Local restaurant and pub owners stated that they would be immediately adhering to the regulations to protect themselves and their customers.

“We have no choice, even though it is killing our businesses. We also can’t afford to have our licences confiscated if we do not comply.

“While we will not be letting go of staff, their working hours will be drastically reduced by about 50 percent. Staff are paid by the hour and do not earn fixed salaries.

“It will be difficult to sustain these operating hours and the longer the regulations are implemented the more businesses will have to close their doors, permanently.”

On-consumption liquor outlets pointed out that they usually opened their doors from noon.

“This means we essentially have six hours of trading while customers usually start coming in from around 8pm. Weekend sales will be badly affected, while it will not be profitable to rely on food sales alone. Meanwhile we have to continue paying the overhead costs and salaries. We have to fund the overhead costs of supplying sanitisers, gloves and waterless hand gel.”

One business owner said a number of visitors had cancelled their accommodation bookings.

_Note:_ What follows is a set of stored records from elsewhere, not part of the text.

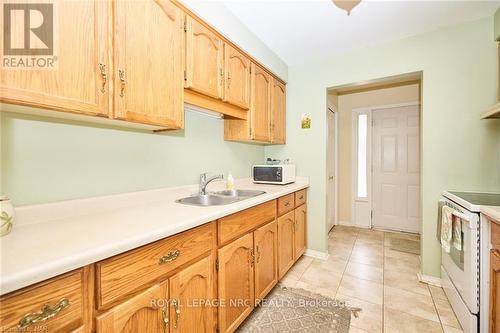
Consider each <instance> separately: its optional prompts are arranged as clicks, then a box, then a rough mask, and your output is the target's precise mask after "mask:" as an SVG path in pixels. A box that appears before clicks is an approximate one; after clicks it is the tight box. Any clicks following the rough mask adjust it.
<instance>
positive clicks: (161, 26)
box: [113, 0, 184, 129]
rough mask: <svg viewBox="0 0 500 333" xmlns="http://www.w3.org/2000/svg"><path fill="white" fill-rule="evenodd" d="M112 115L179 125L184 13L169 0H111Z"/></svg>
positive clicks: (182, 11)
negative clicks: (112, 37)
mask: <svg viewBox="0 0 500 333" xmlns="http://www.w3.org/2000/svg"><path fill="white" fill-rule="evenodd" d="M113 4H114V7H115V12H114V13H115V20H114V21H115V37H114V43H115V44H114V53H115V55H114V59H115V61H114V67H115V68H114V103H115V108H114V118H116V119H121V120H125V121H129V122H137V123H143V124H151V125H158V126H163V127H164V128H169V129H177V128H182V127H183V126H184V97H183V96H184V95H183V93H184V79H183V77H184V71H183V68H184V65H183V54H184V53H183V38H184V35H183V34H184V13H183V11H182V10H181V9H180V8H179V7H177V6H176V5H174V4H173V3H172V2H171V1H170V0H159V1H153V0H147V1H115V2H113Z"/></svg>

“My creditors will have to wait for payment because this situation was not of my making. I feel so powerless because no one can give small business owners any direction or answers. My only option at this stage is to get down on my knees and pray because I do not know what else I can do. The coronavirus will have a devastating impact on local business and the economy.”

A pub and grill owner added that he had to physically count the number of patrons entering the premises.

“If there are more than 50 people, patrons have to wait until someone leaves before they can come in.

“The economy is already suffering and unemployment is rife. Hopefully this will be a temporary arrangement because people usually start coming in after work. The restrictions will negatively impact our business but there is not much that we can do, in the interests of safety. It does not help to look for loopholes or operate beyond the stipulated hours because the restrictions were implemented for a reason.

“I am playing by the rules because I don’t want my family to be infected. I hope and pray that this will pass quickly and that they can find a vaccine or a cure, so that things can go back to normal.”